Jakarta (ANTARA) - Penyidik Jaksa Agung Muda Bidang Tindak Pidana Khusus (Jampidsus) Kejaksaan Agung memeriksa mantan Direktur Utama PT Antam Tbk. sebagai saksi untuk kasus dugaan korupsi pada pengelolaan kegiatan usaha komoditas emas pada tahun 20102022.
"DA selaku Direktur Utama PT Antam Tbk. tahun 2019," kata Kepala Pusat Penerangan Hukum (Kapuspenkum) Kejaksaan Agung (Kejagung) Harli Siregar dalam keterangannya di Jakarta, Kamis.
Selain DA, penyidik juga memeriksa tiga orang lainnya, yaitu AY selaku Operation Division Head Unit Bisnis Pengolahan dan Pemurnian Logam Mulia (UBPP LM) PT Antam Tbk., LSS selaku Direktur SDM PT Antam Tbk. tahun 2019, dan SDY selaku pegawai PT Antam Tbk.

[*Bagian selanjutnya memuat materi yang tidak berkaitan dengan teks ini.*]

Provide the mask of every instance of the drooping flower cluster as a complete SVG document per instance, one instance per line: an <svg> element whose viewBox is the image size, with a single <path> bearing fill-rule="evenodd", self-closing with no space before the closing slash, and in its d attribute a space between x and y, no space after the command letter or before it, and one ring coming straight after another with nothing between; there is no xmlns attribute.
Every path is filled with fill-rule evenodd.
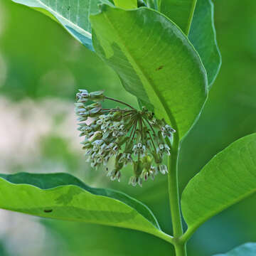
<svg viewBox="0 0 256 256"><path fill-rule="evenodd" d="M105 97L102 91L89 93L80 90L77 94L75 112L78 116L78 130L85 137L82 142L87 161L92 167L106 166L111 158L114 166L107 176L112 181L120 181L121 169L130 164L134 174L129 183L142 186L149 177L159 173L168 173L163 164L164 155L170 155L171 149L166 138L171 139L175 130L164 120L159 120L145 107L141 111L119 100ZM104 109L101 102L111 100L127 105L129 108ZM87 105L87 101L93 103ZM89 123L88 117L91 118ZM169 144L170 144L169 143Z"/></svg>

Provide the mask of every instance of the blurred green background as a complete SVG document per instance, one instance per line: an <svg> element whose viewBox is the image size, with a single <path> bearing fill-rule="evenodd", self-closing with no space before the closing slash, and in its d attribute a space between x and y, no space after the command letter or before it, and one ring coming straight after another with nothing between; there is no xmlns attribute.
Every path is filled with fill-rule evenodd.
<svg viewBox="0 0 256 256"><path fill-rule="evenodd" d="M256 132L256 1L215 0L215 6L223 65L199 122L183 143L181 191L217 152ZM146 203L171 232L166 177L134 188L127 181L109 181L85 162L73 112L78 88L104 88L106 95L137 104L113 71L59 25L0 0L1 172L65 171L91 186L119 189ZM255 196L202 225L188 242L188 255L210 256L256 242L255 215ZM0 210L1 256L46 255L174 252L166 242L134 230Z"/></svg>

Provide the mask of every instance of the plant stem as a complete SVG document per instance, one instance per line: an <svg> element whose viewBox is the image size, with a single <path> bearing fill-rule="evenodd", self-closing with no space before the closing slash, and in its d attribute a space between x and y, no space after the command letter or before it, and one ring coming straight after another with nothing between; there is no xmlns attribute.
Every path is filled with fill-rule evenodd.
<svg viewBox="0 0 256 256"><path fill-rule="evenodd" d="M191 26L191 23L192 23L195 9L196 9L196 2L197 2L197 0L193 0L191 13L189 14L189 18L188 18L188 26L187 26L187 27L186 28L186 31L185 31L185 33L186 36L188 36L190 28Z"/></svg>
<svg viewBox="0 0 256 256"><path fill-rule="evenodd" d="M176 256L185 256L186 255L186 244L174 244Z"/></svg>
<svg viewBox="0 0 256 256"><path fill-rule="evenodd" d="M186 256L186 243L179 240L183 235L183 228L178 183L178 135L176 133L174 134L174 143L171 145L171 154L168 159L168 185L176 255Z"/></svg>

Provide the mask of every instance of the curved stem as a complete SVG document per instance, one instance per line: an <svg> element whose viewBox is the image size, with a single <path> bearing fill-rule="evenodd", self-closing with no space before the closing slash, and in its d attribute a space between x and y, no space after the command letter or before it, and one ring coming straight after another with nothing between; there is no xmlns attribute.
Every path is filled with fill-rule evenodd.
<svg viewBox="0 0 256 256"><path fill-rule="evenodd" d="M169 142L169 144L170 144ZM176 256L186 256L186 243L179 239L183 235L181 213L178 193L178 159L179 151L178 135L176 134L174 143L171 146L171 154L169 157L169 195L171 215L171 222L174 230L174 247Z"/></svg>

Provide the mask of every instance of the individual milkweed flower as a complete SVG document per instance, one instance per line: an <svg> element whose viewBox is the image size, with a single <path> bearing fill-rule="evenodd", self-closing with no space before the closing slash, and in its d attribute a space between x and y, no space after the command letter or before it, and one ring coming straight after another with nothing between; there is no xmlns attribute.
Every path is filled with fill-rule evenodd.
<svg viewBox="0 0 256 256"><path fill-rule="evenodd" d="M156 119L144 107L137 110L125 102L106 97L102 91L80 90L77 99L78 129L85 138L82 149L92 168L106 166L114 159L113 168L107 168L107 176L120 181L122 169L131 164L133 174L129 183L133 186L142 186L149 178L154 180L158 174L168 173L163 161L165 156L171 154L168 139L171 139L175 130L164 119ZM105 100L128 107L104 109L101 102ZM87 104L90 101L92 103Z"/></svg>

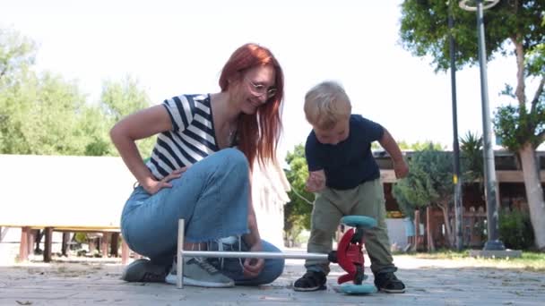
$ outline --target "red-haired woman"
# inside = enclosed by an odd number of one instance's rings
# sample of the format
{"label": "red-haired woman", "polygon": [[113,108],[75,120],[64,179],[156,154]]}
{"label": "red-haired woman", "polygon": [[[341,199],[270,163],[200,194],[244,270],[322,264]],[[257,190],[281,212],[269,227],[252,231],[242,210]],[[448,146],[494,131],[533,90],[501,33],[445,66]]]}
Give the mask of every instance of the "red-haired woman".
{"label": "red-haired woman", "polygon": [[[248,174],[255,158],[275,157],[282,70],[267,48],[247,44],[228,60],[220,87],[218,93],[167,99],[110,131],[138,181],[123,209],[121,231],[133,251],[150,259],[127,266],[125,281],[176,284],[180,218],[186,220],[185,250],[280,251],[260,238]],[[155,134],[144,164],[134,141]],[[184,282],[205,287],[267,284],[283,267],[282,259],[188,258]]]}

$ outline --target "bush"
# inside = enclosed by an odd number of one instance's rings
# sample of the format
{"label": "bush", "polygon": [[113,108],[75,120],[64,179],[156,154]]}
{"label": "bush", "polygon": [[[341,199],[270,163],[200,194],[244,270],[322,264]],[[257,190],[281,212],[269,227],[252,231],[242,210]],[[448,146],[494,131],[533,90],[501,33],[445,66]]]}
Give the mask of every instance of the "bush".
{"label": "bush", "polygon": [[527,212],[501,209],[499,236],[506,248],[529,250],[533,248],[533,229]]}

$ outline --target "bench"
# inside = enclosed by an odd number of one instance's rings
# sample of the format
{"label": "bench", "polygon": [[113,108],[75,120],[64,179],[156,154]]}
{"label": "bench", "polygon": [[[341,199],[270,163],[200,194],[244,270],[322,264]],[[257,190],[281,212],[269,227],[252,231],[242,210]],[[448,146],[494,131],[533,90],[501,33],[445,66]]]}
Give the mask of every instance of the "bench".
{"label": "bench", "polygon": [[[53,232],[101,233],[102,253],[109,243],[117,256],[121,211],[134,183],[120,157],[0,155],[0,242],[8,228],[20,227],[20,260],[28,259],[35,230],[44,231],[45,262]],[[121,249],[125,263],[125,242]]]}

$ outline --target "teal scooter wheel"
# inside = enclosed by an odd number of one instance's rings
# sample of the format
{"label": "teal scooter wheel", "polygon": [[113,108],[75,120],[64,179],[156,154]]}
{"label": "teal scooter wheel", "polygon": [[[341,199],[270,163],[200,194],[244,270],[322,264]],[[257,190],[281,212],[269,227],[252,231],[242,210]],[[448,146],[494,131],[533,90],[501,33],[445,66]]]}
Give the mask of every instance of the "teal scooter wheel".
{"label": "teal scooter wheel", "polygon": [[367,216],[344,216],[341,223],[349,226],[361,226],[364,229],[376,226],[376,220]]}
{"label": "teal scooter wheel", "polygon": [[376,293],[376,287],[373,285],[363,284],[363,285],[341,285],[341,292],[346,294],[369,294]]}

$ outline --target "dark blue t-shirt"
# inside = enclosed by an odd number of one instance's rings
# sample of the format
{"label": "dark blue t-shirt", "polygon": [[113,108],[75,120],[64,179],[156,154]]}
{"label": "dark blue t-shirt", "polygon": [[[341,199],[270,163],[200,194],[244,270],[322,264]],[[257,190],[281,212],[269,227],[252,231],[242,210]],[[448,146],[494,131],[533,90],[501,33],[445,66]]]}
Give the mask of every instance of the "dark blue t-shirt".
{"label": "dark blue t-shirt", "polygon": [[380,177],[371,143],[384,134],[382,125],[351,115],[348,138],[336,145],[323,144],[312,131],[307,138],[305,155],[308,171],[324,169],[329,188],[347,190]]}

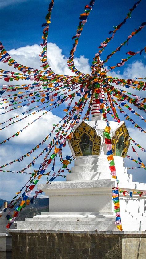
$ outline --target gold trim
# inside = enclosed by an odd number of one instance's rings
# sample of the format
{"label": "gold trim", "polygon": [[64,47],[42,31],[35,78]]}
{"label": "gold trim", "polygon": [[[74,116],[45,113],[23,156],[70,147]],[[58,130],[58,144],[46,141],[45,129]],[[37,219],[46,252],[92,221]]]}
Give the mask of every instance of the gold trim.
{"label": "gold trim", "polygon": [[83,155],[79,144],[82,141],[81,137],[84,133],[88,135],[90,140],[93,142],[92,155],[99,155],[101,139],[100,136],[97,135],[94,129],[83,121],[73,133],[73,137],[71,140],[71,144],[76,156]]}
{"label": "gold trim", "polygon": [[119,138],[122,134],[124,138],[125,147],[121,156],[122,157],[125,157],[129,147],[130,142],[129,140],[129,133],[124,122],[119,128],[116,130],[115,132],[114,136],[111,139],[112,152],[114,156],[116,156],[116,144],[118,141]]}

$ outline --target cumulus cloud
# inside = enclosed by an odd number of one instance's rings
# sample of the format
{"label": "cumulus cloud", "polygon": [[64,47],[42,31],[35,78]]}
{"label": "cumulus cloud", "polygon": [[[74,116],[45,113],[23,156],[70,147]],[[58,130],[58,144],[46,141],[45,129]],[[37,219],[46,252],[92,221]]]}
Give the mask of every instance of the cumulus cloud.
{"label": "cumulus cloud", "polygon": [[119,78],[128,79],[135,78],[135,77],[144,77],[146,71],[146,65],[142,61],[134,61],[132,64],[127,64],[123,74],[121,74],[120,71],[116,72],[114,71],[109,72],[109,75],[113,77],[117,77]]}
{"label": "cumulus cloud", "polygon": [[[57,74],[74,75],[68,68],[67,65],[67,57],[62,53],[61,49],[55,43],[50,42],[47,45],[47,56],[49,63],[53,71]],[[17,49],[11,50],[8,52],[18,63],[34,68],[40,69],[41,69],[40,66],[41,63],[39,54],[41,50],[42,49],[40,46],[37,44],[35,44],[31,46],[27,46],[21,47]],[[90,73],[90,66],[88,59],[83,56],[82,56],[79,58],[75,58],[74,62],[75,66],[79,70],[85,73]],[[6,63],[2,63],[1,65],[1,68],[3,69],[17,71],[17,70],[15,69],[13,67],[9,67]],[[137,61],[130,65],[126,65],[126,68],[124,71],[123,74],[120,73],[119,71],[116,73],[114,71],[112,71],[109,74],[113,77],[117,77],[121,78],[134,78],[135,77],[143,77],[145,74],[146,68],[145,66],[142,62]],[[1,84],[3,83],[2,82]],[[27,81],[26,83],[28,83],[29,81]],[[4,81],[4,83],[6,84],[6,82]],[[18,82],[15,81],[11,82],[11,84],[20,84],[25,83],[24,81],[20,80]],[[140,92],[138,93],[140,94]],[[19,109],[19,114],[24,111],[26,111],[26,109],[25,107]],[[16,111],[15,110],[13,111],[10,113],[10,113],[6,114],[5,117],[3,116],[1,119],[1,122],[9,119],[10,117],[17,115],[17,111]],[[34,110],[33,111],[34,111]],[[33,116],[29,116],[24,121],[22,121],[18,124],[14,124],[13,126],[10,127],[10,129],[8,128],[7,129],[2,131],[1,132],[1,140],[2,141],[5,138],[10,136],[13,134],[25,127],[27,123],[30,123],[41,115],[43,112],[37,112],[36,115]],[[52,123],[57,123],[60,119],[59,116],[53,114],[53,112],[48,112],[39,120],[29,126],[27,129],[24,130],[18,136],[10,140],[7,144],[2,145],[1,151],[1,165],[16,159],[26,153],[45,137],[51,130]],[[135,129],[130,127],[130,126],[128,129],[130,135],[138,143],[139,143],[142,146],[143,146],[144,133],[139,132],[138,130],[135,129]],[[141,137],[140,136],[141,136]],[[44,145],[43,146],[42,148],[44,148]],[[32,160],[32,158],[34,156],[36,156],[39,152],[41,152],[41,151],[40,151],[40,148],[39,149],[35,152],[35,154],[33,153],[32,156],[30,157],[27,157],[21,163],[18,162],[13,164],[11,166],[10,168],[8,168],[8,170],[14,171],[20,170],[25,167],[26,165],[29,163],[29,162]],[[67,146],[63,151],[64,157],[65,156],[66,154],[69,153],[69,152],[70,152],[69,148],[68,146]],[[131,151],[130,151],[130,155],[133,156],[133,152],[132,153]],[[141,156],[143,160],[144,159],[144,158],[143,156],[143,153]],[[37,164],[35,166],[35,167],[31,169],[30,172],[32,171],[34,169],[37,169],[37,166],[39,166],[39,163],[43,160],[42,157],[40,159],[38,159]],[[136,159],[136,157],[135,158]],[[131,166],[136,166],[137,165],[137,164],[135,164],[133,162],[131,163],[129,160],[127,160],[126,163],[127,166],[128,164],[131,164]],[[6,170],[7,169],[7,168],[5,168]],[[144,171],[145,172],[145,170]],[[139,176],[138,177],[136,176],[136,171],[133,171],[130,172],[132,173],[134,175],[134,180],[138,180],[140,179],[141,181],[144,181],[144,174],[143,173],[140,177]],[[10,200],[12,197],[12,195],[13,195],[16,191],[18,190],[20,187],[25,183],[29,176],[29,175],[24,174],[14,174],[12,175],[9,173],[7,173],[6,175],[6,174],[2,174],[1,176],[1,180],[3,184],[1,186],[0,194],[2,198]],[[42,177],[40,183],[45,182],[45,176],[44,178]],[[58,178],[58,179],[60,180],[60,178]],[[7,190],[8,189],[9,192]],[[43,196],[42,196],[42,197]]]}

Sebelumnya, Rabu (7/8), penyidik juga memeriksa beberapa pejabat PT Antam Tbk. sebagai saksi, yaitu RNDM selaku Production Planning and Inventory Control Manager Unit UBPP LM PT Antam Tbk. masa jabatan 2018 hingga saat ini.
Saksi selanjutnya adalah GAG selaku Operation Senior Manager masa jabatan Juni 2023 sampai dengan saat ini, kemudian RSN selaku mantan Direktur Operasi dan Transformasi Bisnis PT Antam Tbk. tahun 2021.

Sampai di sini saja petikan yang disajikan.